4. Is this crowd-sourced database stored on the iPhone?
The entire crowd-sourced database is too big to store on an iPhone, so we download an appropriate subset (cache) onto each iPhone. This cache is protected but not encrypted, and is backed up in iTunes whenever you back up your iPhone. The backup is encrypted or not, depending on the user settings in iTunes. The location data that researchers are seeing on the iPhone is not the past or present location of the iPhone, but rather the locations of Wi-Fi hotspots and cell towers surrounding the iPhone’s location, which can be more than one hundred miles away from the iPhone. We plan to cease backing up this cache in a software update coming soon (see Software Update section below).
5. Can Apple locate me based on my geo-tagged Wi-Fi hotspot and cell tower data?
No. This data is sent to Apple in an anonymous and encrypted form. Apple cannot identify the source of this data.
6. People have identified up to a year’s worth of location data being stored on the iPhone. Why does my iPhone need so much data in order to assist it in finding my location today?

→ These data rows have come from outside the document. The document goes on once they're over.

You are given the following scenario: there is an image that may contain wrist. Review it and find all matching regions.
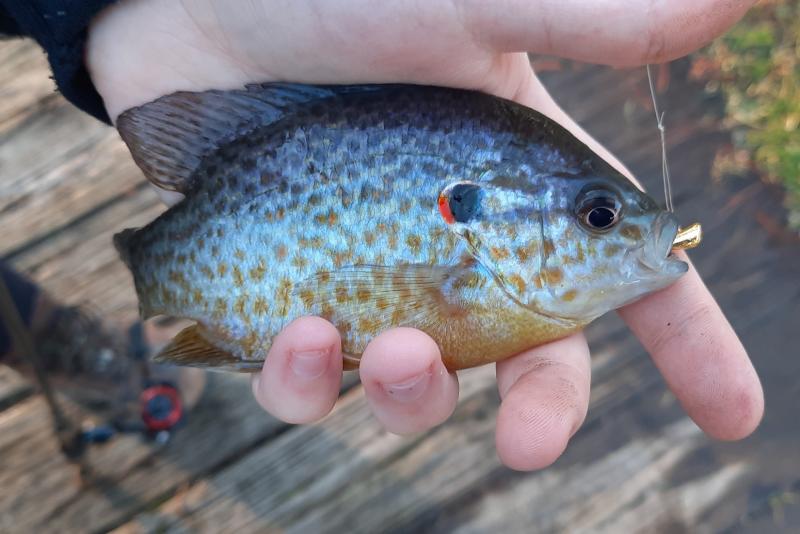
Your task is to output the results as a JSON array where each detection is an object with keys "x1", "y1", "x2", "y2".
[{"x1": 85, "y1": 0, "x2": 250, "y2": 121}]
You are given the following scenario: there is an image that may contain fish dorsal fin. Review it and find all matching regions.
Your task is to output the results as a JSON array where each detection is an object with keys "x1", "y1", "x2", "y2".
[
  {"x1": 295, "y1": 264, "x2": 475, "y2": 355},
  {"x1": 117, "y1": 83, "x2": 340, "y2": 193},
  {"x1": 153, "y1": 325, "x2": 263, "y2": 372}
]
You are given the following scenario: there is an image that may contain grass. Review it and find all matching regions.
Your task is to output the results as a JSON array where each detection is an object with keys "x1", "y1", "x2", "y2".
[{"x1": 692, "y1": 0, "x2": 800, "y2": 231}]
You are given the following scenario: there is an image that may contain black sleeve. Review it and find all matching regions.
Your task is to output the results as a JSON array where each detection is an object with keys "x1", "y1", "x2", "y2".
[{"x1": 0, "y1": 0, "x2": 115, "y2": 123}]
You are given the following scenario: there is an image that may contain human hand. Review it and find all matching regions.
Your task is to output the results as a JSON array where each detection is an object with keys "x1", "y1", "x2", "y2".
[{"x1": 87, "y1": 0, "x2": 763, "y2": 470}]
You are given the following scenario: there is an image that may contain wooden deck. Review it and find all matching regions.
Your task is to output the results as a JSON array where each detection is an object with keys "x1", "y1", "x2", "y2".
[{"x1": 0, "y1": 38, "x2": 800, "y2": 533}]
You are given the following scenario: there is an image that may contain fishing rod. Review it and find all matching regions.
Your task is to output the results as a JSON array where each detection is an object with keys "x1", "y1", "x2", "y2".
[{"x1": 0, "y1": 277, "x2": 183, "y2": 473}]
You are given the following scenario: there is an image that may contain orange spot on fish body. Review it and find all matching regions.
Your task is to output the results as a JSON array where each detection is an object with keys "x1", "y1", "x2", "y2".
[
  {"x1": 275, "y1": 245, "x2": 289, "y2": 261},
  {"x1": 233, "y1": 265, "x2": 244, "y2": 287},
  {"x1": 508, "y1": 273, "x2": 528, "y2": 293},
  {"x1": 489, "y1": 247, "x2": 509, "y2": 261},
  {"x1": 253, "y1": 297, "x2": 269, "y2": 315},
  {"x1": 561, "y1": 289, "x2": 578, "y2": 302},
  {"x1": 542, "y1": 267, "x2": 564, "y2": 285}
]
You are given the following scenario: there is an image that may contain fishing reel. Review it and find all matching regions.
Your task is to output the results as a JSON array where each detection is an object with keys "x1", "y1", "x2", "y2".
[{"x1": 78, "y1": 382, "x2": 185, "y2": 445}]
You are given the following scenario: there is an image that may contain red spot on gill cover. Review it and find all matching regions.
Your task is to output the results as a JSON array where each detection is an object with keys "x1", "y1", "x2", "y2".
[{"x1": 439, "y1": 194, "x2": 456, "y2": 224}]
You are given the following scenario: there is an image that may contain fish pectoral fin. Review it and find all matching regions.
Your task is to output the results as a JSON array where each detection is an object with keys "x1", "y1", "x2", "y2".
[
  {"x1": 295, "y1": 265, "x2": 472, "y2": 354},
  {"x1": 153, "y1": 325, "x2": 263, "y2": 372}
]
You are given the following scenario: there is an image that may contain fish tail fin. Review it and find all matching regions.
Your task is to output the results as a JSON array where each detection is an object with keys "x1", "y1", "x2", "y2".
[{"x1": 153, "y1": 325, "x2": 263, "y2": 373}]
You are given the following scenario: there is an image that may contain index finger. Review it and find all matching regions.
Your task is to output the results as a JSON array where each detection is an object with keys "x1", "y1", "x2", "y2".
[{"x1": 619, "y1": 255, "x2": 764, "y2": 440}]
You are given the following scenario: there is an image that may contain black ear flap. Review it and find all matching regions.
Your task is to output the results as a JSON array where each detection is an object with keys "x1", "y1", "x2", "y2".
[{"x1": 439, "y1": 182, "x2": 483, "y2": 224}]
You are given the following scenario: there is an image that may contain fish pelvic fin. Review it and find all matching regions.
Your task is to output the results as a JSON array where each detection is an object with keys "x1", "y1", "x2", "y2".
[
  {"x1": 153, "y1": 325, "x2": 263, "y2": 372},
  {"x1": 116, "y1": 83, "x2": 366, "y2": 193},
  {"x1": 294, "y1": 264, "x2": 474, "y2": 360}
]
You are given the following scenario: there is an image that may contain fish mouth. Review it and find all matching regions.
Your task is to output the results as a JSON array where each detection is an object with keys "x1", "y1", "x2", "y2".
[{"x1": 639, "y1": 212, "x2": 689, "y2": 278}]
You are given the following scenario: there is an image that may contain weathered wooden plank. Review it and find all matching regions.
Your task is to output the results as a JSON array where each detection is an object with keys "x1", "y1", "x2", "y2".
[
  {"x1": 3, "y1": 188, "x2": 164, "y2": 324},
  {"x1": 0, "y1": 107, "x2": 141, "y2": 254},
  {"x1": 112, "y1": 62, "x2": 800, "y2": 532},
  {"x1": 109, "y1": 336, "x2": 702, "y2": 532},
  {"x1": 0, "y1": 375, "x2": 285, "y2": 532},
  {"x1": 0, "y1": 365, "x2": 33, "y2": 411}
]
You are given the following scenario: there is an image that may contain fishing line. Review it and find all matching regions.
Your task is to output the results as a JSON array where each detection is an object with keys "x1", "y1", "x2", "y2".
[{"x1": 647, "y1": 64, "x2": 675, "y2": 212}]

This data is not the iPhone’s location data—it is a subset (cache) of the crowd-sourced Wi-Fi hotspot and cell tower database which is downloaded from Apple into the iPhone to assist the iPhone in rapidly and accurately calculating location. The reason the iPhone stores so much data is a bug we uncovered and plan to fix shortly (see Software Update section below). We don’t think the iPhone needs to store more than seven days of this data.
7. When I turn off Location Services, why does my iPhone sometimes continue updating its Wi-Fi and cell tower data from Apple’s crowd-sourced database?
It shouldn’t. This is a bug, which we plan to fix shortly (see Software Update section below).
8. What other location data is Apple collecting from the iPhone besides crowd-sourced Wi-Fi hotspot and cell tower data?
Apple is now collecting anonymous traffic data to build a crowd-sourced traffic database with the goal of providing iPhone users an improved traffic service in the next couple of years.
9. Does Apple currently provide any data collected from iPhones to third parties?
We provide anonymous crash logs from users that have opted in to third-party developers to help them debug their apps. Our iAds advertising system can use location as a factor in targeting ads. Location is not shared with any third party or ad unless the user explicitly approves giving the current location to the current ad (for example, to request the ad locate the Target store nearest them).
10. Does Apple believe that personal information security and privacy are important?
Yes, we strongly do. For example, iPhone was the first to ask users to give their permission for each and every app that wanted to use location. Apple will continue to be one of the leaders in strengthening personal information security and privacy.
Sometime in the next few weeks Apple will release a free iOS software update that:
- reduces the size of the crowd-sourced Wi-Fi hotspot and cell tower database cached on the iPhone,
- ceases backing up this cache, and
- deletes this cache entirely when Location Services is turned off.
In the next major iOS software release the cache will also be encrypted on the iPhone.